Tips for Perfect Lachha Paratha

  • Use hot water for elasticity.

  • Roll gently—keto dough tears easily.

  • Always rest dough for better texture.

  • Non-stick pan works best.

  • Psyllium powder must be fine, not husk flakes.

Nutritional Information (Approx. per paratha)

Nutrient Amount
Calories ~190 kcal
Fat 15 g
Protein 7 g
Total Carbs 9 g
Fiber 8 g
Net Carbs ~1 g
Sugar 0 g

⚠️ Values are approximate and depend on ingredient brands.

Health Benefits

Keto & Low-Carb Friendly

Helps maintain ketosis with almost zero net carbs.

Diabetic-Safe

Does not spike blood sugar due to high fiber content.

Gluten-Free Option

Can be made fully gluten-free by skipping wheat gluten.

High Fiber

Supports digestion and gut health.

Weight-Loss Friendly

Keeps you full longer with healthy fats and protein.

Best Pairings

  • Keto paneer bhurji

  • Low-carb dal (made with moong protein)

  • Butter chicken (keto version)

  • Yogurt or keto raita

Frequently Asked Questions (Q&A)

Q1: Is this really zero-carb?

Technically no. It is near-zero net carbs (fiber subtracted), which is how keto diets calculate carbs.

Q2: Can I freeze these parathas?

Yes.
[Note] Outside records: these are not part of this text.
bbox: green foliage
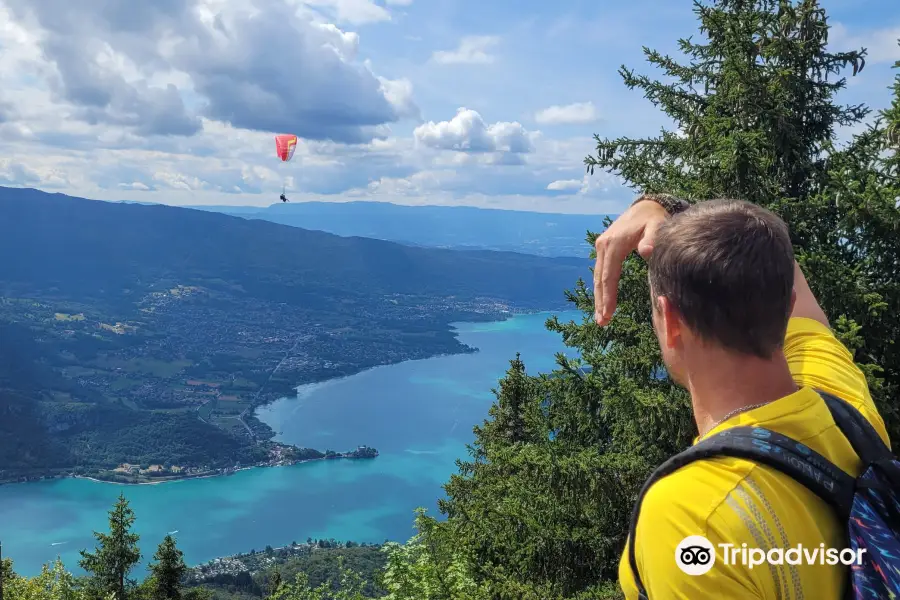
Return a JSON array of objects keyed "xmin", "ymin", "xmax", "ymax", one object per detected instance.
[
  {"xmin": 3, "ymin": 559, "xmax": 88, "ymax": 600},
  {"xmin": 384, "ymin": 0, "xmax": 900, "ymax": 599},
  {"xmin": 150, "ymin": 535, "xmax": 187, "ymax": 600},
  {"xmin": 79, "ymin": 494, "xmax": 141, "ymax": 600},
  {"xmin": 269, "ymin": 561, "xmax": 367, "ymax": 600}
]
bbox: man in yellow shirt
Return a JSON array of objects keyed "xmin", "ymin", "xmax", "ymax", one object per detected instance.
[{"xmin": 594, "ymin": 195, "xmax": 890, "ymax": 600}]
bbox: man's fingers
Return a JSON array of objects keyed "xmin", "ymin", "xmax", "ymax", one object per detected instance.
[
  {"xmin": 637, "ymin": 220, "xmax": 663, "ymax": 260},
  {"xmin": 598, "ymin": 246, "xmax": 628, "ymax": 325},
  {"xmin": 594, "ymin": 238, "xmax": 605, "ymax": 325}
]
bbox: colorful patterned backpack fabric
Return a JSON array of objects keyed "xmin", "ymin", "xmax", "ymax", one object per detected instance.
[{"xmin": 628, "ymin": 392, "xmax": 900, "ymax": 600}]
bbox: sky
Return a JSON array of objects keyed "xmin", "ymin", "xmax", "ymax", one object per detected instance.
[{"xmin": 0, "ymin": 0, "xmax": 900, "ymax": 214}]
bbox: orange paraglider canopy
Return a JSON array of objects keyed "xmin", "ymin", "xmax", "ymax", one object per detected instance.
[{"xmin": 275, "ymin": 133, "xmax": 297, "ymax": 162}]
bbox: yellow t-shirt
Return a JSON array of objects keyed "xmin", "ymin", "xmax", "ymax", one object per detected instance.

Cook halfway, cool completely, and freeze up to 1 month.

Q3: Can I use coconut flour instead?

Not recommended alone. Coconut flour absorbs too much moisture and ruins layers.

Q4: Why psyllium husk is necessary?

It replaces gluten elasticity and creates bread-like texture.

Q5: Is this suitable for diabetics?

Yes, but portion control is still advised.

Q6: Can I make it vegan?

Yes—replace ghee with coconut oil or olive oil.